Gemini's Data-Analyzing Abilities Aren't as Good as Claimed

Cover Image

In this photo illustration a Gemini logo and a welcome message on Gemini website are displayed on two screens.

One of the selling points of Gemini, a flagship generative AI model, is its ability to process and analyze large amounts of data. However, new research suggests that the model isn't as good at this task as previously claimed.

Two separate studies investigated how well Gemini and other models make sense of enormous amounts of data. Both studies found that Gemini struggles to answer questions about large datasets correctly. In one series of document-based tests, the model gave the right answer only 40% to 50% of the time.

"While models like Gemini can technically process long contexts, we have seen many cases indicating that the models don't actually 'understand' the content," said Marzena Karpinska, a postdoc at UMass Amherst and a co-author on one of the studies.

Gemini's Context Window is Lacking

A model's context, or context window, refers to the input data that the model considers before generating output. A simple question can serve as context, as can a movie script, show, or audio clip. As context windows grow, so does the size of the documents being fit into them.

The newest versions of Gemini can take in upward of 2 million tokens as context. However, in a briefing earlier this year, the model was shown to be unable to perform tasks that were previously demonstrated.

In one of the studies, researchers asked the model to evaluate true/false statements about fiction books written in English. The researchers chose recent works so that the model couldn't "cheat" by relying on foreknowledge, and they peppered the statements with references to specific details and plot points that'd be impossible to comprehend without reading the books in their entirety.

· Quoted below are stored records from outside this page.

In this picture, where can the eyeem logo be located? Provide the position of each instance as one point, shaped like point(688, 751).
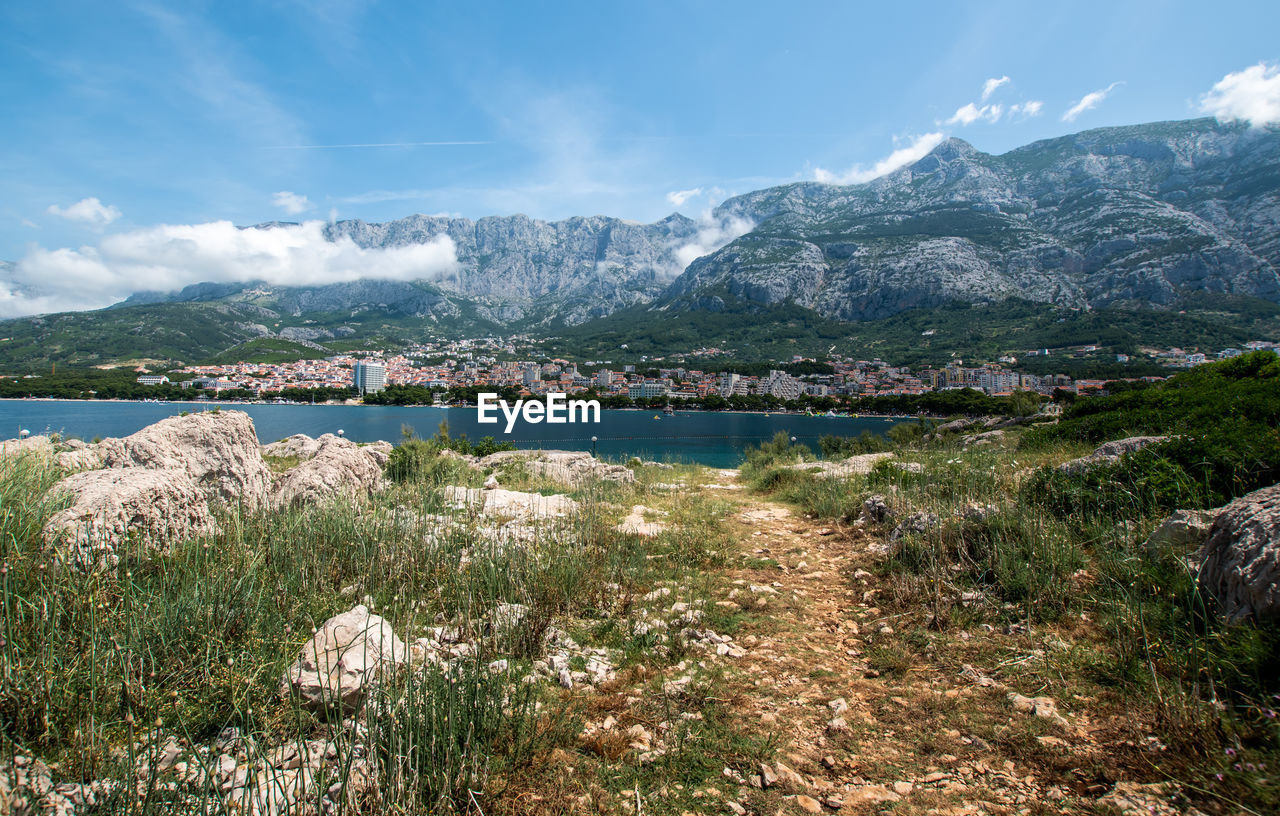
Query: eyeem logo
point(557, 409)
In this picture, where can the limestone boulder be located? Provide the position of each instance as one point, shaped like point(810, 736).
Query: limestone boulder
point(1182, 530)
point(32, 445)
point(1240, 558)
point(878, 510)
point(106, 508)
point(1110, 453)
point(300, 447)
point(379, 452)
point(915, 525)
point(339, 470)
point(216, 449)
point(343, 660)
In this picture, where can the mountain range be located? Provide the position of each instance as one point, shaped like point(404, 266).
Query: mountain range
point(1142, 216)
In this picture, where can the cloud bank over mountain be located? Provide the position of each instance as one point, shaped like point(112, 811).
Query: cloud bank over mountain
point(170, 256)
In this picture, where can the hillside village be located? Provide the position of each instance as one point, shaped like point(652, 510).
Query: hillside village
point(476, 363)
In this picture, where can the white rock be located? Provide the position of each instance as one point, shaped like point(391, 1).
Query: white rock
point(156, 508)
point(344, 658)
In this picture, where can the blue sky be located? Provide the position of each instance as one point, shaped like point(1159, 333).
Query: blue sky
point(124, 117)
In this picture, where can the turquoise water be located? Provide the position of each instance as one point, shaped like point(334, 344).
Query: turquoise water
point(705, 438)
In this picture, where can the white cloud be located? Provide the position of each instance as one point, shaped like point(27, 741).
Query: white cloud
point(87, 211)
point(1027, 109)
point(991, 85)
point(292, 204)
point(168, 257)
point(970, 113)
point(713, 233)
point(679, 197)
point(917, 150)
point(1088, 101)
point(1252, 95)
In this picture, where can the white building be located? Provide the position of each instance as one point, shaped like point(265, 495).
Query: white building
point(780, 384)
point(647, 390)
point(369, 376)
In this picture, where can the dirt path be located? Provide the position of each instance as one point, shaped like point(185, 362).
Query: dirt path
point(872, 711)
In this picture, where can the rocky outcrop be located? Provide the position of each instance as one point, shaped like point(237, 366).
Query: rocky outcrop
point(1110, 453)
point(379, 452)
point(1182, 530)
point(298, 447)
point(339, 470)
point(878, 510)
point(636, 525)
point(76, 455)
point(984, 439)
point(31, 445)
point(106, 508)
point(218, 449)
point(1240, 559)
point(915, 525)
point(338, 665)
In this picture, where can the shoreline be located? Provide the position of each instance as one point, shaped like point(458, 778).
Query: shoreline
point(329, 404)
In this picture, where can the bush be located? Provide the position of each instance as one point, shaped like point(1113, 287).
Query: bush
point(844, 447)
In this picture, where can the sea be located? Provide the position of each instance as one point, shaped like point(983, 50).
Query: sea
point(716, 439)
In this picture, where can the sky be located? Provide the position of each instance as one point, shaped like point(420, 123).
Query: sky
point(136, 134)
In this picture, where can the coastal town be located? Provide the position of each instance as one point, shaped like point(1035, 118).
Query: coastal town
point(489, 363)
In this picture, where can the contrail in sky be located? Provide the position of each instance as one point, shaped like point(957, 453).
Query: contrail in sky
point(371, 145)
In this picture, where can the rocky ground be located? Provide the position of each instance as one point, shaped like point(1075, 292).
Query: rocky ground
point(938, 736)
point(786, 670)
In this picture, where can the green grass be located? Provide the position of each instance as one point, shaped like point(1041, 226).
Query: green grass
point(99, 668)
point(1066, 558)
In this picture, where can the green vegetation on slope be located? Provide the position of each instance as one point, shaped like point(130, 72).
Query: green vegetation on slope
point(973, 333)
point(996, 539)
point(1224, 426)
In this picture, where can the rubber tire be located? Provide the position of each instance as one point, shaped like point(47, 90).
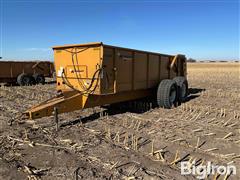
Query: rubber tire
point(163, 93)
point(39, 78)
point(181, 83)
point(24, 79)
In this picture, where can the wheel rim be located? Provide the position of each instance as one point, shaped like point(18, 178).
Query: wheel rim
point(173, 94)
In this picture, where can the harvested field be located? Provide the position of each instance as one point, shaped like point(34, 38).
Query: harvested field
point(114, 143)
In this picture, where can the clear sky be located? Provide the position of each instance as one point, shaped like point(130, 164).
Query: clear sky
point(199, 29)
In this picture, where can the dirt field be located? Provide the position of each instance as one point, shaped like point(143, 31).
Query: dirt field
point(120, 144)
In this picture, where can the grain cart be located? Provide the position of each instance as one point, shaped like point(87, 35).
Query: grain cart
point(96, 74)
point(25, 72)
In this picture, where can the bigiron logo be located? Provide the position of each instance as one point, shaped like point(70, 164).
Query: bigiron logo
point(202, 171)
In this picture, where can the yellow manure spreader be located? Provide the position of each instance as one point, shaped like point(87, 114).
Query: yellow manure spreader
point(96, 74)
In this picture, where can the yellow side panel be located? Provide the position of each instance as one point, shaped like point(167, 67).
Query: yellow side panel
point(123, 70)
point(79, 65)
point(140, 70)
point(153, 70)
point(164, 67)
point(107, 82)
point(173, 71)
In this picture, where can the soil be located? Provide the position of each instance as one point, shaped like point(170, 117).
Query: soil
point(140, 142)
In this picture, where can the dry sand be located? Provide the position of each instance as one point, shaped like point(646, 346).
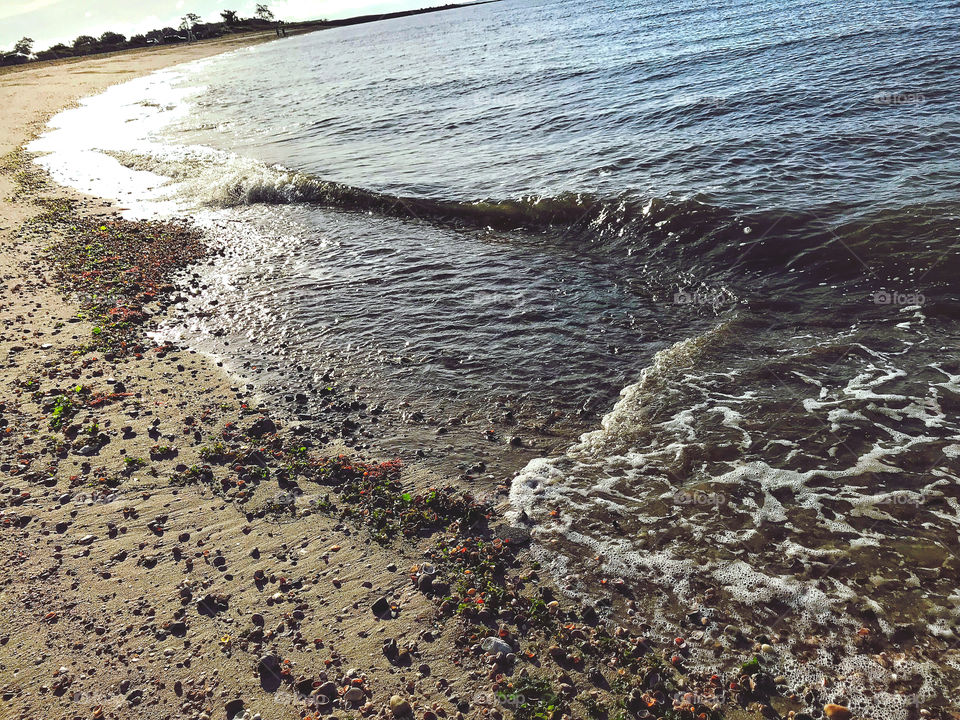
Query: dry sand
point(82, 603)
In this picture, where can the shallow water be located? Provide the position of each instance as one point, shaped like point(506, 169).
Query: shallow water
point(719, 242)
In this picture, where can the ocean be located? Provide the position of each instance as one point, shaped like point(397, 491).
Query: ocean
point(684, 278)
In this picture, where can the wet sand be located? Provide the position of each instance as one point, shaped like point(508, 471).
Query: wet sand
point(169, 550)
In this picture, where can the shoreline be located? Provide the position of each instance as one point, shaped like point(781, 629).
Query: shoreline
point(132, 580)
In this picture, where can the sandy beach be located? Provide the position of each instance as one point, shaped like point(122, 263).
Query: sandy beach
point(172, 550)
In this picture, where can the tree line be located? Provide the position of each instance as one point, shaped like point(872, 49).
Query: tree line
point(190, 29)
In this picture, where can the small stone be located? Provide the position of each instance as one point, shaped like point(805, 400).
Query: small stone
point(495, 646)
point(837, 712)
point(355, 695)
point(399, 707)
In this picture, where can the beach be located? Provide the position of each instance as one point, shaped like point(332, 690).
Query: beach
point(137, 583)
point(282, 446)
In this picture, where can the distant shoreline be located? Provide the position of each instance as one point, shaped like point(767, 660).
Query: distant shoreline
point(257, 34)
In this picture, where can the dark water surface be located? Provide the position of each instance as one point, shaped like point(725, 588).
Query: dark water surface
point(722, 242)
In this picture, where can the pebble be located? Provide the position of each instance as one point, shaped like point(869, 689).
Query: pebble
point(495, 645)
point(837, 712)
point(399, 707)
point(354, 695)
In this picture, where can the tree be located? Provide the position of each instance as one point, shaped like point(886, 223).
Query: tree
point(24, 46)
point(112, 38)
point(189, 20)
point(57, 51)
point(84, 45)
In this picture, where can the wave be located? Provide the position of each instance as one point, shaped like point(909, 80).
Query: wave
point(907, 249)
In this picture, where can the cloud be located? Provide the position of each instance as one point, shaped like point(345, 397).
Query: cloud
point(25, 8)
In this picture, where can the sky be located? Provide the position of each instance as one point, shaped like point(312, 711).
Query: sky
point(52, 21)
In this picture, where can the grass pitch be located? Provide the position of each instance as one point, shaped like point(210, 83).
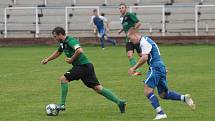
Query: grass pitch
point(26, 86)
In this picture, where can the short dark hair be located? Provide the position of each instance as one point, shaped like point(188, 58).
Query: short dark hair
point(102, 14)
point(95, 10)
point(58, 31)
point(123, 4)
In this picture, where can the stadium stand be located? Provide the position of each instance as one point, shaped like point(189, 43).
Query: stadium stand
point(179, 16)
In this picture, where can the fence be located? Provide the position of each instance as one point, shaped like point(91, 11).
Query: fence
point(161, 15)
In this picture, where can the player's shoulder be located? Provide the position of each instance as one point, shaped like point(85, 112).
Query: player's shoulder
point(130, 14)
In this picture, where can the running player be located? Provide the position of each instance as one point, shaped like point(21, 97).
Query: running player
point(129, 20)
point(82, 68)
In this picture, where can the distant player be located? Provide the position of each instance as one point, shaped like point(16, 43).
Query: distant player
point(99, 23)
point(82, 68)
point(129, 20)
point(156, 76)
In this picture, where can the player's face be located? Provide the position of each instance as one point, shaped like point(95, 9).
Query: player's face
point(56, 37)
point(133, 37)
point(122, 9)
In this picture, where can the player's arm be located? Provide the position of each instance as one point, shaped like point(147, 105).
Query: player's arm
point(93, 25)
point(53, 56)
point(120, 31)
point(137, 25)
point(136, 20)
point(143, 59)
point(106, 22)
point(78, 51)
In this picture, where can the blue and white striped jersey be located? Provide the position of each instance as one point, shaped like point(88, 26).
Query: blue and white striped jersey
point(148, 46)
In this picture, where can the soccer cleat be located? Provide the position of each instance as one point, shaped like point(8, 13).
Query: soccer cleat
point(160, 116)
point(189, 101)
point(61, 107)
point(114, 42)
point(121, 106)
point(136, 73)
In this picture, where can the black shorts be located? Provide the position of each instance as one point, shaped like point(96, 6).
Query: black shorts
point(130, 46)
point(84, 72)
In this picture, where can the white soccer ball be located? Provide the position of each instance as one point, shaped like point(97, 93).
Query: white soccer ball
point(51, 110)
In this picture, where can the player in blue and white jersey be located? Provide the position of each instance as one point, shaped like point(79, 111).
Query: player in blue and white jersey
point(156, 76)
point(99, 23)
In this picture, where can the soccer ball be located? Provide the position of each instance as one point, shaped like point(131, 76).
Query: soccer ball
point(51, 110)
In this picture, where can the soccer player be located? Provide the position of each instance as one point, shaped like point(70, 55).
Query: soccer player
point(129, 20)
point(82, 68)
point(99, 22)
point(156, 76)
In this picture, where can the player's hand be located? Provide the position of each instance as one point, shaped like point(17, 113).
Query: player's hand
point(107, 30)
point(131, 71)
point(44, 61)
point(119, 32)
point(94, 31)
point(68, 60)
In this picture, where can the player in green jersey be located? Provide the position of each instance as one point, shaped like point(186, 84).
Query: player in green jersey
point(129, 20)
point(82, 68)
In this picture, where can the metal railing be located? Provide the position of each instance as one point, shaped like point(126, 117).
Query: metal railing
point(21, 8)
point(78, 7)
point(162, 14)
point(37, 31)
point(197, 18)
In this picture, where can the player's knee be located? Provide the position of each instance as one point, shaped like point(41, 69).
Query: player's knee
point(162, 95)
point(98, 88)
point(146, 92)
point(63, 79)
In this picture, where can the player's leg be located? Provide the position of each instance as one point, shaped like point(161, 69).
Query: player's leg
point(110, 96)
point(72, 74)
point(64, 91)
point(102, 39)
point(130, 52)
point(90, 80)
point(150, 83)
point(165, 93)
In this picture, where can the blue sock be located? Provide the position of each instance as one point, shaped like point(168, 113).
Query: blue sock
point(155, 103)
point(102, 42)
point(173, 96)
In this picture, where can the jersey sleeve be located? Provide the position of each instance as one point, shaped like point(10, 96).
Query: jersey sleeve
point(60, 48)
point(103, 18)
point(74, 44)
point(134, 18)
point(145, 46)
point(91, 20)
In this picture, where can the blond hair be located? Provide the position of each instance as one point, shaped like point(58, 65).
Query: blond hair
point(132, 30)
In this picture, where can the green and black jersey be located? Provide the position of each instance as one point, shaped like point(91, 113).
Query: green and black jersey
point(69, 47)
point(128, 20)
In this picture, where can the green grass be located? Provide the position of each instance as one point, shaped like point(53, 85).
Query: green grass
point(26, 86)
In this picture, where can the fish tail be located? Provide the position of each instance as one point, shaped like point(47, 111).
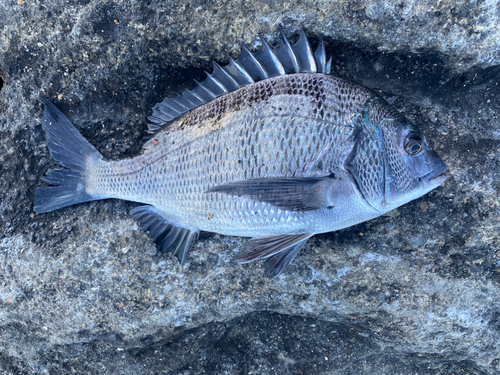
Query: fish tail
point(72, 151)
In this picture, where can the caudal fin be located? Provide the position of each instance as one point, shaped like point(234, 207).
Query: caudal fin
point(68, 147)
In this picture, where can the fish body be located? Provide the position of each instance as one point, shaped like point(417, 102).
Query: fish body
point(269, 147)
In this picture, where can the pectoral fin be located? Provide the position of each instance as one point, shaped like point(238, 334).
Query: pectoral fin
point(279, 251)
point(289, 193)
point(167, 236)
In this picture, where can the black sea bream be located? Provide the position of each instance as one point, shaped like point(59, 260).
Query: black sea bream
point(269, 146)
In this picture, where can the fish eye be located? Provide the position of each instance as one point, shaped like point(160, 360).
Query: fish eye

Given a statement like "By using her skills as an Apoth, Nusis is able to reverse engineer the type of portal opened by the reagents key found in Rona's wooden chest," Gemini had to say whether the statement was true or false and explain its reasoning.

Tested on one book around 260,000 words (~520 pages) in length, the researchers found that Gemini answered the true/false statements correctly 46.7% of the time. That means a coin is significantly better at answering questions about the book than the model.

The second study tested the ability of Gemini to "reason over" videos - that is, search through and answer questions about the content in them. The study found that Gemini didn't perform well, with an accuracy of around 50% in transcribing six handwritten digits from a "slideshow" of 25 images.

The studies suggest that Gemini is overpromising and under-delivering on its data-analyzing abilities. While the model can technically process large amounts of data, it struggles to make sense of it and answer questions correctly.